Minor wanted the remaining Stingers to play a set at the 2000 Free-for-All birthday festival, a weeklong run of free shows and perpetual highlight of the Hole in the Wall calendar. As their singer was en route to Germany to be all he could be, the Stingers were at a bit of a loss.

"We're like, 'Paul, we're not a fuckin' band anymore, we don't have our singer,'" recalls Pestorius. "He's like, 'Ah, forget it. Work it out. Do something else.' So I cram how to play eight of the songs on Rhodes piano, and we bring in another guy to play bass. We do the set.

"I leave for Europe the next day for a month. I come back and it's like, 'So, did everybody have a good time?'

"'Yeah, we had a good time.'

"'You wanna play another gig?'"

After a gin-soaked summer learning to play keyboards atop a window air-conditioning unit, Pestorius and the other Stingers regrouped, even winning back Thursdays at the Black Cat. Black Cat bands were expected to play two- to two-and-a-half-hour sets with no breaks and, with little media attention directed the club's way, were responsible for all their own promotion. The best of it came from overseas.

Dunn met a Grover staffer at a show in Germany and eventually passed along an EP. The label liked it enough to sponsor the Stingers' first European tour. Also, the label hooked the band up with their top choice of producers, Victor Rice, an NYC-dwelling studio swami behind several Grover releases. The result is Austin's first great album of 2003.
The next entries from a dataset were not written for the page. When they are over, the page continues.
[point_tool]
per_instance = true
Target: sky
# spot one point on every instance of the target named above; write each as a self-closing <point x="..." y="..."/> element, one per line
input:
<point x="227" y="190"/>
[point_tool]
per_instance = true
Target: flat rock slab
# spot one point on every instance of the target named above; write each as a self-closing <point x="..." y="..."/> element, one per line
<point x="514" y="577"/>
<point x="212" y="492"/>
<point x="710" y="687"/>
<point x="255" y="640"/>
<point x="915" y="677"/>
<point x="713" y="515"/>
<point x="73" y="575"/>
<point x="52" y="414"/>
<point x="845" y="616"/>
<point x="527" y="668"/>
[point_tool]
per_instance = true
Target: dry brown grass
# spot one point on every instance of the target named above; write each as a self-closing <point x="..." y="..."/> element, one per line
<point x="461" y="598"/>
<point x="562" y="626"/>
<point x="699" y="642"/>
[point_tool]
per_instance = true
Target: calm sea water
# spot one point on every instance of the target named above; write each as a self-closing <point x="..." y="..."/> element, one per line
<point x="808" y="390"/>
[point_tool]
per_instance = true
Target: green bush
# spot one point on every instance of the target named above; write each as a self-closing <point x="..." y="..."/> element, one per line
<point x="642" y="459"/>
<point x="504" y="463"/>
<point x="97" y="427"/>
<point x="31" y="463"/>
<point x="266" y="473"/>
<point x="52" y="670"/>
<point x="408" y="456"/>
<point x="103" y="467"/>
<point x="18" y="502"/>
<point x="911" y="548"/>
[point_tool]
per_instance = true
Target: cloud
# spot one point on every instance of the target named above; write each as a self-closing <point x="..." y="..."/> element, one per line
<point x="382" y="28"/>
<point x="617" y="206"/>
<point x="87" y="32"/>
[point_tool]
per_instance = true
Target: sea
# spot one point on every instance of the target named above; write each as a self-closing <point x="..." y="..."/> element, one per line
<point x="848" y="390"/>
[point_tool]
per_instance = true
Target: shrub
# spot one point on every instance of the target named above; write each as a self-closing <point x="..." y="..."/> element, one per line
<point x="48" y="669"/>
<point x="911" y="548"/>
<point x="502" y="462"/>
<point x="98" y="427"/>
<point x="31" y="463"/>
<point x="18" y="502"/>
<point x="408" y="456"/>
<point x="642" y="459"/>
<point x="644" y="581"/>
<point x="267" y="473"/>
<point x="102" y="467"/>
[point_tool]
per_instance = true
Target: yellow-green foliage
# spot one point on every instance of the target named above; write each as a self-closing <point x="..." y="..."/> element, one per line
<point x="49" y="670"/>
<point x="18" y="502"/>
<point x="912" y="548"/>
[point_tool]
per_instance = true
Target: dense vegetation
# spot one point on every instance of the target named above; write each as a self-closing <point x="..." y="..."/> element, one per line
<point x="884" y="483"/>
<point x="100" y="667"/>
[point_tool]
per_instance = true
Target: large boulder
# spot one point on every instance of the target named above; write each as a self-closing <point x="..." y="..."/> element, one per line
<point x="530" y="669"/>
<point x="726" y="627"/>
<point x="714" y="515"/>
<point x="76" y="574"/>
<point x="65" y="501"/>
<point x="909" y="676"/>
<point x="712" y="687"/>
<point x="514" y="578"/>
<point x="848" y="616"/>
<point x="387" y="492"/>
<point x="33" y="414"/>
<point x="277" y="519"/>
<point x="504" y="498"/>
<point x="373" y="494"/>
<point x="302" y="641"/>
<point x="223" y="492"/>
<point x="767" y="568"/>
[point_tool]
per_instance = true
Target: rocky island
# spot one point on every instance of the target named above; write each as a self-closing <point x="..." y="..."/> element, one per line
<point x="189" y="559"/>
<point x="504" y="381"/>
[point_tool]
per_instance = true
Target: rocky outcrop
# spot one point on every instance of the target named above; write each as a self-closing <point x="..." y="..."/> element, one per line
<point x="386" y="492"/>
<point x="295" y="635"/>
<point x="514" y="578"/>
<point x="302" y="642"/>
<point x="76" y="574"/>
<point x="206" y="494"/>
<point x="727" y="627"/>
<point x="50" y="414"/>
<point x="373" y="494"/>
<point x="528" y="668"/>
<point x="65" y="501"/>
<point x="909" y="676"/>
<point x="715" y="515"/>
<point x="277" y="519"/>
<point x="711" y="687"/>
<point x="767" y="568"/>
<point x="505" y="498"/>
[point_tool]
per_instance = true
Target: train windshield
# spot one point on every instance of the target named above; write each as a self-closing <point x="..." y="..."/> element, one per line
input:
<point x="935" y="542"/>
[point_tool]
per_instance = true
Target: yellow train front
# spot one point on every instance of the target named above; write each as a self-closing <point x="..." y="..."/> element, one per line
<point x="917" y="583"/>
This Good Thing draws its rich, vibrant energy from the same wellspring as the original ska masters: soul, R&B, reggae, calypso. Meyers' airtight chords frame Pestorius' breezelike organ swells and Myers' cockeyed trombone glissandi, as Harvey croons about missed melodramas over Camero and Kelly's rock-steady rhythms. All told, it washes over you like a tall glass of island rum, warming your insides and loosening your inhibitions. Ska may be a remnant of another era, the Stingers themselves about as retro as Quentin Tarantino's Reservoir Dogs, but it works well enough to fill the Continental Club, Flamingo Cantina, or Ego's on weekends.

The Stingers know they don't fit in, but they'd like to.

"I mean, there are really great roots bands to come out of here," Meyers says. "We'd like to be known as the roots-ska band." end story


The Stingers play a Jupiter Records in-store Friday, 7pm, and at the Flamingo Cantina Saturday, 11pm.